How do Ruby operators have normal precedence if they're also methods?

Question

Ruby's operators, like + or * , follow the order of precedence as in mathematics when used in the syntax-sugar form. In the following, * is called before + :

# Syntax-sugar form
5 + 5 * 2 # => 15

In the non-syntax-sugar form, the methods follow the linear order in which they are written.

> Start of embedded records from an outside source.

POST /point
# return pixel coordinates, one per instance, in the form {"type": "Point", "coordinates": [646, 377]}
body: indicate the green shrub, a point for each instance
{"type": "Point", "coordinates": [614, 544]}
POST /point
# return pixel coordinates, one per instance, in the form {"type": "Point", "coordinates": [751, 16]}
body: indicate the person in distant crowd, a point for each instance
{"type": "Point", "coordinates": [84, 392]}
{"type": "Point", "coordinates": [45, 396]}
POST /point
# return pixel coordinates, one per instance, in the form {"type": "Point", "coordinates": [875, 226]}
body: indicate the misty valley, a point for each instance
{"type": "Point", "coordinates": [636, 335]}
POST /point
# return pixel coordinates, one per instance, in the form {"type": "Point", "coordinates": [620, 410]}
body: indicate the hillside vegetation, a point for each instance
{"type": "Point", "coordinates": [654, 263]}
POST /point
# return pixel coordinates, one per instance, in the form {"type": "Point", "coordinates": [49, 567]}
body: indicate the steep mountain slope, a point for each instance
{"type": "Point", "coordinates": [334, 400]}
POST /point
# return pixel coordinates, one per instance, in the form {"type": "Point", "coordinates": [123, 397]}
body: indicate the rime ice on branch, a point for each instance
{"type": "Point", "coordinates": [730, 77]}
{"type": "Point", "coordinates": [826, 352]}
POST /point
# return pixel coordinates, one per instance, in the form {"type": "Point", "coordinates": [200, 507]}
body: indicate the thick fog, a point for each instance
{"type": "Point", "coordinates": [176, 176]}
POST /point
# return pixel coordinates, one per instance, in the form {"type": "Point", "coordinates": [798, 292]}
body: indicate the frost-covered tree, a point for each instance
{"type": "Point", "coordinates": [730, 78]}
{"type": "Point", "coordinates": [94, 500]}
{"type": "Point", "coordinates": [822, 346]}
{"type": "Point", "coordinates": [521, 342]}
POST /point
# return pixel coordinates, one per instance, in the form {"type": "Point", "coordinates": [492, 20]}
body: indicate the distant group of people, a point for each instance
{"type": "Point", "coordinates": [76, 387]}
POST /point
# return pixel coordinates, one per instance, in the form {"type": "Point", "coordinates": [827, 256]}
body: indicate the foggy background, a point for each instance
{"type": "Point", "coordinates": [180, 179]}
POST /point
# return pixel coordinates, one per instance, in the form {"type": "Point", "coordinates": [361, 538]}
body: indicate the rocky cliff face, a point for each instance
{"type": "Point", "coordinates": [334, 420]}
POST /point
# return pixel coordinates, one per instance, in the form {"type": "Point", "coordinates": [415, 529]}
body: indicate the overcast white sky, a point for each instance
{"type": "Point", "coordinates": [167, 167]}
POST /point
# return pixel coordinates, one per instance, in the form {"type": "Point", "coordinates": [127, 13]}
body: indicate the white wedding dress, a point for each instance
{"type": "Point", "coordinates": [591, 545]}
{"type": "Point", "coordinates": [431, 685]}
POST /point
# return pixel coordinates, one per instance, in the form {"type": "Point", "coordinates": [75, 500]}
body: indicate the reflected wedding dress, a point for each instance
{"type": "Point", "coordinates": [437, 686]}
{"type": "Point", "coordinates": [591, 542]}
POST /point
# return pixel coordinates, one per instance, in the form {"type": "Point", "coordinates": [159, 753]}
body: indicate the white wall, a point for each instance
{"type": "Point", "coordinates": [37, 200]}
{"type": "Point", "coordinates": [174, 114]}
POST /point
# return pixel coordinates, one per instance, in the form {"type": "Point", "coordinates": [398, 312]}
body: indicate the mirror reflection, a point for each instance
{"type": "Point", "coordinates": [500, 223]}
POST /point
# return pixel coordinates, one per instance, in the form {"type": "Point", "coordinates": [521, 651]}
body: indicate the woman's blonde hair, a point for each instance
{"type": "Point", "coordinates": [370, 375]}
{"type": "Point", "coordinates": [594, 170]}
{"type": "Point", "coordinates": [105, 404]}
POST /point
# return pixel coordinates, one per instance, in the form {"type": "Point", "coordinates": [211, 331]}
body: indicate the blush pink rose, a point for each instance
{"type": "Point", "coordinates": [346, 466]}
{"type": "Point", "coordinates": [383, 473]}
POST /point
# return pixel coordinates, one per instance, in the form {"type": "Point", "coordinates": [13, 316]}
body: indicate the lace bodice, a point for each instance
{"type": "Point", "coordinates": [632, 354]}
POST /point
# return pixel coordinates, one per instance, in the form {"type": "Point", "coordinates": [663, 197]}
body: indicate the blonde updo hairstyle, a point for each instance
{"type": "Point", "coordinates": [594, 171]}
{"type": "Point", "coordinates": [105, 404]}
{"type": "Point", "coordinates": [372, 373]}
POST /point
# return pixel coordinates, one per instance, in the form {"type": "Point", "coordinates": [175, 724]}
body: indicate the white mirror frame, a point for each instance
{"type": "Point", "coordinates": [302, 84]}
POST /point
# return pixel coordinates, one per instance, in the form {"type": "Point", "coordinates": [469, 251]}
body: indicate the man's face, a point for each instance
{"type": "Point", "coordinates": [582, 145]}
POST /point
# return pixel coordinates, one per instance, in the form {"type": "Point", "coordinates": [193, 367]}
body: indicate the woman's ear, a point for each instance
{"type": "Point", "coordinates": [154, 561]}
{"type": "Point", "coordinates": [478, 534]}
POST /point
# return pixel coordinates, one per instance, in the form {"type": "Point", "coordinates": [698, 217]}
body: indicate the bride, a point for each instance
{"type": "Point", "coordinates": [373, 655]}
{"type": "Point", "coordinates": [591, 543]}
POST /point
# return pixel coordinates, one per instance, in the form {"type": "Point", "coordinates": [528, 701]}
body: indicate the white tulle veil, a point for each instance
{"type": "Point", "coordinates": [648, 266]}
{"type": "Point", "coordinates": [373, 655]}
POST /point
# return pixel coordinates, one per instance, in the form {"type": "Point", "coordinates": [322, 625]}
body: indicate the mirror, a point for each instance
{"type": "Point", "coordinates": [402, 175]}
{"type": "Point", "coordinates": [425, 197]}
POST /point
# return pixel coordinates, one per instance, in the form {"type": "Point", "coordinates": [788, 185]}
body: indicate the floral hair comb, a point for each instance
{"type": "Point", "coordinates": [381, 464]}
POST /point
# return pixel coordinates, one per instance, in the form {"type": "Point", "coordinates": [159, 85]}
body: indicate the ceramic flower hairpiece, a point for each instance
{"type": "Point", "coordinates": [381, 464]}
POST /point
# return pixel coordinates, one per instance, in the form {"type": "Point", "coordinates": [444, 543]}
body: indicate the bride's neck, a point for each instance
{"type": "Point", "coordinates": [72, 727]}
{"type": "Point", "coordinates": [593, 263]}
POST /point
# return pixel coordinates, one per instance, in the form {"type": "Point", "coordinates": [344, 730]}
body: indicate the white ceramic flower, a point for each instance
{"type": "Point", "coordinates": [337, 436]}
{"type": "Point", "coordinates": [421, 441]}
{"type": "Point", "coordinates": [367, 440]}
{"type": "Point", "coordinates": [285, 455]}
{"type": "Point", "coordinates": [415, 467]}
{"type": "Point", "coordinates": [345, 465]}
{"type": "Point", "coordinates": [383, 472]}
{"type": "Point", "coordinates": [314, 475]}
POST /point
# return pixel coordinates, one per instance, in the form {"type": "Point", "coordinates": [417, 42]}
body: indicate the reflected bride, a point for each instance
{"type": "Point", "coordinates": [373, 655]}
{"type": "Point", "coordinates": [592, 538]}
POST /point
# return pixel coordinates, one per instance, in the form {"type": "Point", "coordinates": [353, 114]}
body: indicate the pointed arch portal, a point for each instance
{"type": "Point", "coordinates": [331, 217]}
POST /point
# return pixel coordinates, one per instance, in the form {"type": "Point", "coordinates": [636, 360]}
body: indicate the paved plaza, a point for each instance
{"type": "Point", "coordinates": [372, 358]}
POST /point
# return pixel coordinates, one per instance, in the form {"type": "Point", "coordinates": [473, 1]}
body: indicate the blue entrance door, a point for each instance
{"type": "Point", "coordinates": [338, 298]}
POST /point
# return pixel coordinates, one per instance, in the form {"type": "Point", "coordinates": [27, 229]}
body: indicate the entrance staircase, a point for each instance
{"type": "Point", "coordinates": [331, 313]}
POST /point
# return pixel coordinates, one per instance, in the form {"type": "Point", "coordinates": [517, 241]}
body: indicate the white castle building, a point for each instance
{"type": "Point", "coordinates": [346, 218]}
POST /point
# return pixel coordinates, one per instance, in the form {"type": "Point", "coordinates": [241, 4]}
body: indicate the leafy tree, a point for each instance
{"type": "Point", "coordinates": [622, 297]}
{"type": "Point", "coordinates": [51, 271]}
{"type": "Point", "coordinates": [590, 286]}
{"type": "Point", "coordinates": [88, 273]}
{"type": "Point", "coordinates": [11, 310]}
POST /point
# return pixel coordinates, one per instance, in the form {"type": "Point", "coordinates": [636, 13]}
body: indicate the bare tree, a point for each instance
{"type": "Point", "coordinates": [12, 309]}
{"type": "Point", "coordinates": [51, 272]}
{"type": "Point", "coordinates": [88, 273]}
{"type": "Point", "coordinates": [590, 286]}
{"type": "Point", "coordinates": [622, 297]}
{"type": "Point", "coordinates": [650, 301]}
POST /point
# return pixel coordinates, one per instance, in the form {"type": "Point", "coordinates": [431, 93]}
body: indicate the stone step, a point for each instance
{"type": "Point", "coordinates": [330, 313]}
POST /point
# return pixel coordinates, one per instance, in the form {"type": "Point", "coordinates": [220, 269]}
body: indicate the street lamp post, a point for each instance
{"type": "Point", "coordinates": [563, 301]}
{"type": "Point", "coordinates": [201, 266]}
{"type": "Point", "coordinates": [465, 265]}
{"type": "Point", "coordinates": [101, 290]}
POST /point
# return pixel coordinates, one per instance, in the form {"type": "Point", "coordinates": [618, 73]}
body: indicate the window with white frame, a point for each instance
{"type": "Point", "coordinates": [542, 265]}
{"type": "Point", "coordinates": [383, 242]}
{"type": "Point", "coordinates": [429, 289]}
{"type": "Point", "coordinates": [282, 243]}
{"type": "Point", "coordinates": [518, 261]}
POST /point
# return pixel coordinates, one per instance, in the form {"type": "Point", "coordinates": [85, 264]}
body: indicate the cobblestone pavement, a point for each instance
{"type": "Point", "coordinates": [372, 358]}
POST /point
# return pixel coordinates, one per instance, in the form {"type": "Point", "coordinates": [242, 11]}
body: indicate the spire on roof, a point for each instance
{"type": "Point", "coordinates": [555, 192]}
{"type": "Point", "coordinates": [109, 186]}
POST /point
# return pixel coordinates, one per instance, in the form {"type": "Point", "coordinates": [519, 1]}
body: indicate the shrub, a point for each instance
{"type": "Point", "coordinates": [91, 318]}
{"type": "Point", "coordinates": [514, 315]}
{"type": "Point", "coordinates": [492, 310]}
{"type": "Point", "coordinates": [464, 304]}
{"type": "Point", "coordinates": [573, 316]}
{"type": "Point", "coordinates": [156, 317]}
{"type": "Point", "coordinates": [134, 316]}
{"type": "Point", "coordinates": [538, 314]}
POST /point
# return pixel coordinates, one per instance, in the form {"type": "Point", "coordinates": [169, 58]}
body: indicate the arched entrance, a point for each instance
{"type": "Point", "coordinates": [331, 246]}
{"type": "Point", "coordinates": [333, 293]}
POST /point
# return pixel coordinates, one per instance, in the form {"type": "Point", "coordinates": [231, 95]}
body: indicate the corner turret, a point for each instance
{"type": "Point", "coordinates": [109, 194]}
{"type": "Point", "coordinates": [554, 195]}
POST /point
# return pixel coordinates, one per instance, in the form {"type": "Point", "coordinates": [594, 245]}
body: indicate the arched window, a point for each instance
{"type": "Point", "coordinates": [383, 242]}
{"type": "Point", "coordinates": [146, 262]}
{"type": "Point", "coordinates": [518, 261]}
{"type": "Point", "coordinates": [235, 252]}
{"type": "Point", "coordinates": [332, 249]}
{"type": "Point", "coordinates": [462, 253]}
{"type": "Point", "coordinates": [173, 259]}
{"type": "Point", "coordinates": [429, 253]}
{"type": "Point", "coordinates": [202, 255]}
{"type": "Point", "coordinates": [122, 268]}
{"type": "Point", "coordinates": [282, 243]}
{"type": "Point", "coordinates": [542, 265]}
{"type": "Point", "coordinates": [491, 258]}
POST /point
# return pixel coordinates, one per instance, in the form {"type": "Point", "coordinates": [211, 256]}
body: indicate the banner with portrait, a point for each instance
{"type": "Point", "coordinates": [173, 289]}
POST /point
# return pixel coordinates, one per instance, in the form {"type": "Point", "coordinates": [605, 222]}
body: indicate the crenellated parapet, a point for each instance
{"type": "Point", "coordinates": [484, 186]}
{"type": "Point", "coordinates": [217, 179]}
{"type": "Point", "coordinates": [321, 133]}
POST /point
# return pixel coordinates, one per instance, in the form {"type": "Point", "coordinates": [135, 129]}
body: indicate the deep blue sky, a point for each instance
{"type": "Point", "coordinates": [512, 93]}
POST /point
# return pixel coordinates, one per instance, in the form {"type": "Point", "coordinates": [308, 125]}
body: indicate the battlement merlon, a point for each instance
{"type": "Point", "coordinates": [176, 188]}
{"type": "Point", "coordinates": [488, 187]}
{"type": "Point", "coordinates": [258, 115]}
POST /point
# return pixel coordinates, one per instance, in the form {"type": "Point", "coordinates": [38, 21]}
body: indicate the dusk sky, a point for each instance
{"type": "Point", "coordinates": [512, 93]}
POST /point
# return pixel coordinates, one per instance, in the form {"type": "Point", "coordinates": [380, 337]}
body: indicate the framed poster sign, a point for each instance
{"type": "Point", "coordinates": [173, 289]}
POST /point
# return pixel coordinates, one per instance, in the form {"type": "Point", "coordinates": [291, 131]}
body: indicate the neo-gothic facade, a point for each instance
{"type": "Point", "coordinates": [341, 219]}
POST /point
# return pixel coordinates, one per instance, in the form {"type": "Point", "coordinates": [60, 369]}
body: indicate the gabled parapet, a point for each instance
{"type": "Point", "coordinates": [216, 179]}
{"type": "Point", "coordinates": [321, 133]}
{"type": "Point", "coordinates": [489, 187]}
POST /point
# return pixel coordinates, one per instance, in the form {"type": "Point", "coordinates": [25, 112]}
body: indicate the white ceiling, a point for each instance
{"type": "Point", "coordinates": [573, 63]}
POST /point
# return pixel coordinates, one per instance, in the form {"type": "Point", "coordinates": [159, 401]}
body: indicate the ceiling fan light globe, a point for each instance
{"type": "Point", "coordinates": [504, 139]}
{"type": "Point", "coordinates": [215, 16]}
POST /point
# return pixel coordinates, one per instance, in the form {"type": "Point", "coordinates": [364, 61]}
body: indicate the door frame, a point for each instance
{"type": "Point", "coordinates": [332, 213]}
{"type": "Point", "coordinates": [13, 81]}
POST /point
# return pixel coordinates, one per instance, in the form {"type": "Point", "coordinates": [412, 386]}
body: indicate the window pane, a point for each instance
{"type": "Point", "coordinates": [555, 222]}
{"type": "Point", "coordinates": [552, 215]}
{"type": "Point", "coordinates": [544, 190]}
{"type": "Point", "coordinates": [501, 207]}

In the following, + is called before * :

# Non-syntax-sugar form
5.+(5).*(2) # => 20

Methods that I define, like the + method as follows, work both with and without the syntax-sugar form:

class WackyInt
  attr_reader :value     

  def initialize(value)
    @value = value
  end

  def +(other)
    WackyInt.new(value + other.value)
  end
end

ONE = WackyInt.new 1
FIVE = WackyInt.new 5

# As operators
ONE + FIVE # => #<WackyInt @number=-4>
# As methods
ONE.+(FIVE) # => #<WackyInt @number=-4>

The defined operators follow the respective order of precedence both in the syntax-sugar form and the non-syntax-sugar form.

How can Ruby parse this?

Answer 1

Tokenizing, parsing, and assigning computational precedence is separated from calling and executing the methods. What you can overwrite is what is done when a method is called. That does not change how a Ruby code is tokeninzed or parsed, and hence computational precedence is not affected by that.